However, the disparity between the Ravens’ ability to move the ball and ability to score feeds right into the strength of the Cunningham philosophy. Think about the Thanksgiving game—in some cases, the end zone is the Lions’ best defender. Removing the 20+ pass as a threat allows the Lions’ front seven to play more aggressively, and it allows the secondary to keep the play in front of them. It’s possible that the Lions could hold the Ravens to even fewer points than I projected above.
Then again, the Ravens are at home, 6-6, fighting for a playoff spot, and recovering from a crushing Monday Night Football loss to the Packers. It’s entirely possible that the Ravens come out looking to take out their frustrations on the Lions, and blow them out of the stadium.

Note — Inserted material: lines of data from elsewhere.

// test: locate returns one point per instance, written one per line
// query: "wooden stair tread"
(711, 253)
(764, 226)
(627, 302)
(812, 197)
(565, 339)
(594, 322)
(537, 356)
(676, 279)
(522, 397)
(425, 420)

Scott Linehan vs. Greg Mattison
I got nothin’.
Seriously, though, Greg Mattison’s NFL resumé is as long as last year. Depsite a long, decorated tenure as a coordinator in the college ranks—think Florida, Notre Dame, and U-of-M—Mattison was hired last season by then-new head coach John Harbaugh to coach the linebackers. When Rex Ryan left in the offseason to coach the Jets, Harbaugh promoted Mattison instead. While the Ravens’ philosophy has stayed the same—aggressive, blitzing, no-holds-barred defense—I don’t believe that calling a man with 38 years of coaching experience a “disciple” of a man he worked under for one year is accurate. Just for the record, though:
When Scott Linehan’s horrible 2007 Rams offense that could sort-of run a little bit met the Ravens’ defense that allowed no running whatsoever, practically no points happened. I don’t believe that this has any bearing on this Sunday’s contest.
However, the fact that Scott Linehan’s scoring offense is ranked 24th in the NFL, and Baltimore’s defense is ranked 4th? That will have an awful lot of bearing on this Sunday’s contest. Note, though, that that number keeps inching higher; at 18.1 points per game, the Lions are rapidly approaching the top of the bottom third of the league. That, frankly, is ridiculous to point to as a positive, but such has been the state of the franchise.
Given a complete lack of data to work with, I can only project the Lions’ offensive production to meet expectations, given the current performance of the two units this year. They should fall significantly short of their season average in points scored, while meeting or falling just shy of their passing and rushing effectiveness norms: 9-13 points, 5.00-5.50 YpA, and 3.50-4.00 YpC. I have very low confidence in this prediction.
Unfortunately, with Matt Stafford already announced as inactive for this contest, that offense won’t be there. Given that Megatron will be relatively healthy, I expect the offense’s play to be closer the Steelers game than the first Packers game—but we can’t be sure. The Lions’ offense IS trending toward respectability, but the leader and triggerman is gone, and they’re playing their second straight road game against a top 5 scoring defense. I don’t see any way the Lions surprise here, unless turnover margin or special teams swings the game wildly in the Lions’ favor—and that’s a long shot, indeed.
I’m sticking with the data here, folks, shaky though it might be: 21-24 points for the Ravens, and 9-13 points for the Lions.